The /etc/hosts file needs to be further updated with ip addresses and corresponding hostnames for all nodes that form the cluster.

  1. First create and save a text file called node with the list of IP addresses and corresponding node IDs:
192.168.5.1    node0
192.168.5.41   node1
192.168.5.42   node2
192.168.5.19   node3
192.168.5.8    node4
192.168.5.9    node5
  1. Copy this file to the other nodes:

The following script cluster_xfer.py accepts arguments as described in the help and calls linux scp via a loop:

https://github.com/essans/RasPi/blob/master/Clusters/cluster_xfer_serial.py

But first create the required directories on each node:

./cluster_config.py -p -c 'mkdir code'
./cluster_config.py -p -c 'cd code && sudo mkdir python'

./cluster_config.py -p -c 'sudo chmod -R 0777 code'   #full permissions

Then copy the file across to each node, and then append the node file information to the /etc/hosts file:

./cluster_xfer_serial.py -p -f nodes -d '/home/pi/python'  #copy "node" file to all nodes

cat nodes | sudo tee -a /etc/hosts  #update /etc/hosts file on master node

./cluster_config.py -p -c 'cd code/python && cat nodes | sudo tee -a /etc/hosts' #same on workers

Then reboot everything

Now each node has the information required to reach other nodes. From any node (eg master) you can now ssh into another node (eg 2) with ssh pi@node2.

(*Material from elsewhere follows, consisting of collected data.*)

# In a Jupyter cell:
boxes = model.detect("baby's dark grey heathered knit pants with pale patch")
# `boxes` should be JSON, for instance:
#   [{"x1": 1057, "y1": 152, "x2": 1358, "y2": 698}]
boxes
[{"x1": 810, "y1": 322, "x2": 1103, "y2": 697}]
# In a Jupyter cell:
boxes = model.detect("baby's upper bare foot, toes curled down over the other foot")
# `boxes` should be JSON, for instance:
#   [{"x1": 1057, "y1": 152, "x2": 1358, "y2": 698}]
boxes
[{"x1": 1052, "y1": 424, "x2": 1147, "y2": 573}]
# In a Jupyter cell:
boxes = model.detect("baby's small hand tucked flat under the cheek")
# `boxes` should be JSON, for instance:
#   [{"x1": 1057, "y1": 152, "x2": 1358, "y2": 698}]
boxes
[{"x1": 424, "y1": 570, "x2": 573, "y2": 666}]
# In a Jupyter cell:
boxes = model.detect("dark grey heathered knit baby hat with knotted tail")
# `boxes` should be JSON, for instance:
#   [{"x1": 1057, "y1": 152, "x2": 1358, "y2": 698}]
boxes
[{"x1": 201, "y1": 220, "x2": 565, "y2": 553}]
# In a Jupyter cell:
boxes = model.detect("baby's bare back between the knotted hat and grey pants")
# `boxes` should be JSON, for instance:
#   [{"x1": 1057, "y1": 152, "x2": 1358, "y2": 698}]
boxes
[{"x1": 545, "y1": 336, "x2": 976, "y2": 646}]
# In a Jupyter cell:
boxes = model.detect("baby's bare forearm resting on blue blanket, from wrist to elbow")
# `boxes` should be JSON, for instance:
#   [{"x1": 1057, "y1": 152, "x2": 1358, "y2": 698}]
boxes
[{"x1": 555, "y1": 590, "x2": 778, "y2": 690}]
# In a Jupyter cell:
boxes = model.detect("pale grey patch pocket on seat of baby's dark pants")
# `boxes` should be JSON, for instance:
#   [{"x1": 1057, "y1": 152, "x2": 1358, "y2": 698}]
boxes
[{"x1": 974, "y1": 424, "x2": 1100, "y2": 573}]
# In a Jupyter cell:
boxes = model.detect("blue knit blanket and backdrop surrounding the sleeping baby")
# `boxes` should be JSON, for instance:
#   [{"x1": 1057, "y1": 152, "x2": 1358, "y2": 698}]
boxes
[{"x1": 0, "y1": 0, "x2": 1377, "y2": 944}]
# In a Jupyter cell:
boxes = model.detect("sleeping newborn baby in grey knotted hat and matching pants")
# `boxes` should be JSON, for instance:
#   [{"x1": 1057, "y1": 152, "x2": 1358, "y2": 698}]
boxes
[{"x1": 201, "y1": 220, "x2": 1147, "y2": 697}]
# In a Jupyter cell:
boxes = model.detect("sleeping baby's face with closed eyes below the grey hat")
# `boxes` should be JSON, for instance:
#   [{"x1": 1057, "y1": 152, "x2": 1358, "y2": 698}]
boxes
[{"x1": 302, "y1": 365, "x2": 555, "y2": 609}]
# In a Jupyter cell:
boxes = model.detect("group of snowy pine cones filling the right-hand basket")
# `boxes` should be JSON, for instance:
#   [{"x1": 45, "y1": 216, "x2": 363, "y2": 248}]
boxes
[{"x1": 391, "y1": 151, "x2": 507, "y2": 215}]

3.2.8. Create/copy ssh-keys

To simplify ssh access to the worker nodes from the master create public and private keys, and then copy the private keys to each worker.

cd ~/.ssh

ssh-keygen -t ed25519

When prompted leave the passphrase blank and set the name to id_cluster1

ssh-copy-id pi@node1
ssh-copy-id pi@node2
ssh-copy-id pi@node3
ssh-copy-id pi@node4
ssh-copy-id pi@node5

cat id_cluster1.pub >> authorized_keys    # needed if hdfs installed later

Now ssh into each node using the password and update various configurations by opening:

sudo nano /etc/ssh/sshd_config

Uncomment/enable PubkeyAuthentication yes and enable PasswordAuthentication no and then reboot the node. The above operations can either be done one at a time or programmatically as shown earlier.

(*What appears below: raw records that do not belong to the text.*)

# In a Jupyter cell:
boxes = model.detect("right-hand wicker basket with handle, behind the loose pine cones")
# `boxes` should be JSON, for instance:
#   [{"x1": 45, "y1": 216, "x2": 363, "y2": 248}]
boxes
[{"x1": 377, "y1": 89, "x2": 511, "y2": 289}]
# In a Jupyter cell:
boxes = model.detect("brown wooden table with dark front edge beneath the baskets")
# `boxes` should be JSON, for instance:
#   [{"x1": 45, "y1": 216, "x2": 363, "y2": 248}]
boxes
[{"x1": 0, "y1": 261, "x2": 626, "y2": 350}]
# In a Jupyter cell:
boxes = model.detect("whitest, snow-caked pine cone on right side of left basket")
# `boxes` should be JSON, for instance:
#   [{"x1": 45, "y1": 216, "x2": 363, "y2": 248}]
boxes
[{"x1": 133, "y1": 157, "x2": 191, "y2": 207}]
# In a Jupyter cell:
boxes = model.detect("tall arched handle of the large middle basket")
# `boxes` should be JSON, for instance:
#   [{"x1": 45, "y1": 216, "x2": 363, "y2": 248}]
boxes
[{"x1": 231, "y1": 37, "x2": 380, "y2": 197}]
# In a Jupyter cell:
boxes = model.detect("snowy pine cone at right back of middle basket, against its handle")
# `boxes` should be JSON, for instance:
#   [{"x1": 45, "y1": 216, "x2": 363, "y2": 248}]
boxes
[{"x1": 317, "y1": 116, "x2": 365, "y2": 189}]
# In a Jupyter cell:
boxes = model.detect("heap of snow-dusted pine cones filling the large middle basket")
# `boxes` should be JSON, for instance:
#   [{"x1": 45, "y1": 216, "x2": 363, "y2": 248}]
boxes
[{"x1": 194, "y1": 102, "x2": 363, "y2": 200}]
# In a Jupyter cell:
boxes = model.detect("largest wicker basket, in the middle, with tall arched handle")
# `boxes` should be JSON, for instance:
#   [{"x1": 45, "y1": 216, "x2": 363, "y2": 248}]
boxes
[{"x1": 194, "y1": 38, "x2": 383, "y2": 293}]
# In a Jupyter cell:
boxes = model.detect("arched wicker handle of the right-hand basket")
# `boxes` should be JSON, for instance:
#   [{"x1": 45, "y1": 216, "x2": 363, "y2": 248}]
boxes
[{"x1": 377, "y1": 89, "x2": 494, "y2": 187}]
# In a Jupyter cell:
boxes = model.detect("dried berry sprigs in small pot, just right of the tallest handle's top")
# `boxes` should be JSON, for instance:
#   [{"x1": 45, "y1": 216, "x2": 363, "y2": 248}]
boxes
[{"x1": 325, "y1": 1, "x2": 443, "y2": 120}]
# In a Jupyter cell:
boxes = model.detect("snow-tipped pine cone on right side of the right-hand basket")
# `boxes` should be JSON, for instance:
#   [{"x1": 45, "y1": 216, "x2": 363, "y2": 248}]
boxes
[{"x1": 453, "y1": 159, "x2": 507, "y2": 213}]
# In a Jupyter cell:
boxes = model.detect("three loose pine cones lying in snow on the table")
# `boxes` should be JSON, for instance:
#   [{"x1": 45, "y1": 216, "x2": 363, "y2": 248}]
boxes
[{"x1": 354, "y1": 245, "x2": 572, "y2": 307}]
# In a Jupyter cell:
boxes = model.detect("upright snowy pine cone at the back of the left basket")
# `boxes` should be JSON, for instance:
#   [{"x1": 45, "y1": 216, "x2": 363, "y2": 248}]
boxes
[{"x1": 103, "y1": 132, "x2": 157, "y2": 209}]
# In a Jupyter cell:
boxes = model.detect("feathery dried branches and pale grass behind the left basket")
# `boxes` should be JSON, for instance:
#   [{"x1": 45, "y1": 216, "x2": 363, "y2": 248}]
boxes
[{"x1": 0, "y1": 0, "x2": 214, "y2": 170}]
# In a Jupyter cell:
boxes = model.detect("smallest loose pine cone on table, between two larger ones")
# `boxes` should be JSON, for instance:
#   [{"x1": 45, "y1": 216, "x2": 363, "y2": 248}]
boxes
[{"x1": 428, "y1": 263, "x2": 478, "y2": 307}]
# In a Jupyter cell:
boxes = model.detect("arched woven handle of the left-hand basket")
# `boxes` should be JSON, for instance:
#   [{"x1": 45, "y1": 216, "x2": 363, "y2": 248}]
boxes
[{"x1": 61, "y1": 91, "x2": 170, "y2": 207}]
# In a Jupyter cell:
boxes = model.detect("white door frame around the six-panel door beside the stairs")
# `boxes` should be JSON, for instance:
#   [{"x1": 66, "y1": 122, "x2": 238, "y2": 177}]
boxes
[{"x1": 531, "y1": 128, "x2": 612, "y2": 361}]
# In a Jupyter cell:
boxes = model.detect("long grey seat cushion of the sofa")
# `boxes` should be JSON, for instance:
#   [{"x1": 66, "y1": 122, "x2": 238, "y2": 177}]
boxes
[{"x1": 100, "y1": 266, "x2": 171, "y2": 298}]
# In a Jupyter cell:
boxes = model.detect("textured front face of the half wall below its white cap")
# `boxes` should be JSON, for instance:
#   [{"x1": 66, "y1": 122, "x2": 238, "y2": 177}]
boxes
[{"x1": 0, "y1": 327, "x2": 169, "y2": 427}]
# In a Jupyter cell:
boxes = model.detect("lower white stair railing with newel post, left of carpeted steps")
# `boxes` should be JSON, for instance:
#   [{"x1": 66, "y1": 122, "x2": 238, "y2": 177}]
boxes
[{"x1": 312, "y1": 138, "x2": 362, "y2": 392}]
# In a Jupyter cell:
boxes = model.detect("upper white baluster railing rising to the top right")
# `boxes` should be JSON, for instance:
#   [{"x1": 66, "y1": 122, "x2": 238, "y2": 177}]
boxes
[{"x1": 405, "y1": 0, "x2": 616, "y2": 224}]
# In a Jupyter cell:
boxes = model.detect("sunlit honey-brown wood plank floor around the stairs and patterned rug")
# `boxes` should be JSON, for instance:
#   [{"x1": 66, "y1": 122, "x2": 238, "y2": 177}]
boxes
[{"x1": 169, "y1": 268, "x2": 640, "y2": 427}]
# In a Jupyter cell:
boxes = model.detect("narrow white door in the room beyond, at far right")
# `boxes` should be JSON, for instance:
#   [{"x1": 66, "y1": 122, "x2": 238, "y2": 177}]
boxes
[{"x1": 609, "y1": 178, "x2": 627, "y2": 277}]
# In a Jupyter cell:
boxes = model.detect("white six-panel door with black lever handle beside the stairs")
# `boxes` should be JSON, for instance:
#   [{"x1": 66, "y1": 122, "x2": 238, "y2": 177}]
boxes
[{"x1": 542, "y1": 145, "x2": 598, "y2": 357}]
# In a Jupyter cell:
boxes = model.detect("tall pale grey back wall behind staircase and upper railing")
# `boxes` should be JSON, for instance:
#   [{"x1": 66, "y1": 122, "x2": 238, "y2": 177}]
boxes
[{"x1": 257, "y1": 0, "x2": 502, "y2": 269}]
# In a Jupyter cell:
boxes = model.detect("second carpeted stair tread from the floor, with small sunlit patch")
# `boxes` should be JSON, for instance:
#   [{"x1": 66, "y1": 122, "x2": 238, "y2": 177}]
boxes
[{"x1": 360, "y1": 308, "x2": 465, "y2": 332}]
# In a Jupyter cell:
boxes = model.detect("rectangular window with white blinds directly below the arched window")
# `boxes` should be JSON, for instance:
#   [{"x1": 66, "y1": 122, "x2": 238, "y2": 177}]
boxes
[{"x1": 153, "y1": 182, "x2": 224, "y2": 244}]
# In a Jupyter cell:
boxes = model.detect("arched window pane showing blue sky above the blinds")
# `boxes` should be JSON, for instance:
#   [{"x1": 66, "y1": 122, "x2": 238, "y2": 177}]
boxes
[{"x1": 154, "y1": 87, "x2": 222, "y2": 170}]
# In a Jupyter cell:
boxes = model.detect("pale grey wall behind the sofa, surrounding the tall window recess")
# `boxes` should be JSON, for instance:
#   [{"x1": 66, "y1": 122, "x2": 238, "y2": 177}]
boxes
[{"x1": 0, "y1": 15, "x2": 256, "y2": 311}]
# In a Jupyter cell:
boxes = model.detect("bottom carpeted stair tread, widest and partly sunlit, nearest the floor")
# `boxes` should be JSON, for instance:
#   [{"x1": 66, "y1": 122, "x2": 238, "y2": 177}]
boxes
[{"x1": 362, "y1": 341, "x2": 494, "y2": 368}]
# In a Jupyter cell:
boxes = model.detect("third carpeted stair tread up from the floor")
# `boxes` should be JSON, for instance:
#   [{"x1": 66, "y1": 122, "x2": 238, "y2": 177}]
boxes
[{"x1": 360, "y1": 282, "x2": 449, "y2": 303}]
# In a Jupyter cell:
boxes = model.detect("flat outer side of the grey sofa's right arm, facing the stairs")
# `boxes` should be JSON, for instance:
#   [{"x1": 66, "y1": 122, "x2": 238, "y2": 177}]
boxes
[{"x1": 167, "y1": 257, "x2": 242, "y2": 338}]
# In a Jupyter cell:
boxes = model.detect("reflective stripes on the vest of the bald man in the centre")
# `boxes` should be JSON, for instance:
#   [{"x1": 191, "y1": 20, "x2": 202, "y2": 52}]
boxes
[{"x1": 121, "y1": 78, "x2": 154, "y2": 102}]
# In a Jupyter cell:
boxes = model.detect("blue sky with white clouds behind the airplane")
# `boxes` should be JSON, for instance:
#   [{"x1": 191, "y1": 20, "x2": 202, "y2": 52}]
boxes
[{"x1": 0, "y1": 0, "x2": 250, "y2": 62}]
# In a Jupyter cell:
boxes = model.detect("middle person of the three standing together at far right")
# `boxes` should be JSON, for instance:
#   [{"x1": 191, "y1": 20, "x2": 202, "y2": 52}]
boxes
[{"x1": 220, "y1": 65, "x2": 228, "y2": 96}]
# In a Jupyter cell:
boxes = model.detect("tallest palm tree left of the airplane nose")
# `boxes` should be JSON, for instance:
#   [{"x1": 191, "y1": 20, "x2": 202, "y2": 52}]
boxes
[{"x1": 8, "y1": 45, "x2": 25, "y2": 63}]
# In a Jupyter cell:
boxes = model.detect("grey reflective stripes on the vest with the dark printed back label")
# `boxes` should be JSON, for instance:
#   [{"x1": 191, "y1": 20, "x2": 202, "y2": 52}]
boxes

The usual way to ssh into each node (eg node1) would be to ssh -i ~/.ssh/id_cluster1 pi@node1. To simplify the process create a config file in the ~/.ssh folder with the following entries and then save:

Host localhost
     User pi
     IdentityFile ~/.ssh/id_cluster1

Host node0
     User pi
     IdentityFile ~/.ssh/id_cluster1

Host node1
     User pi
     IdentityFile ~/.ssh/id_cluster1

Host node2
     User pi
     IdentityFile ~/.ssh/id_cluster1

Host node3
     User pi
     IdentityFile ~/.ssh/id_cluster1

Host node4
     User pi
     IdentityFile ~/.ssh/id_cluster1

Host node5
     User pi
     IdentityFile ~/.ssh/id_cluster1

Now we can ssh into another node (say node1) using a simple ssh node1.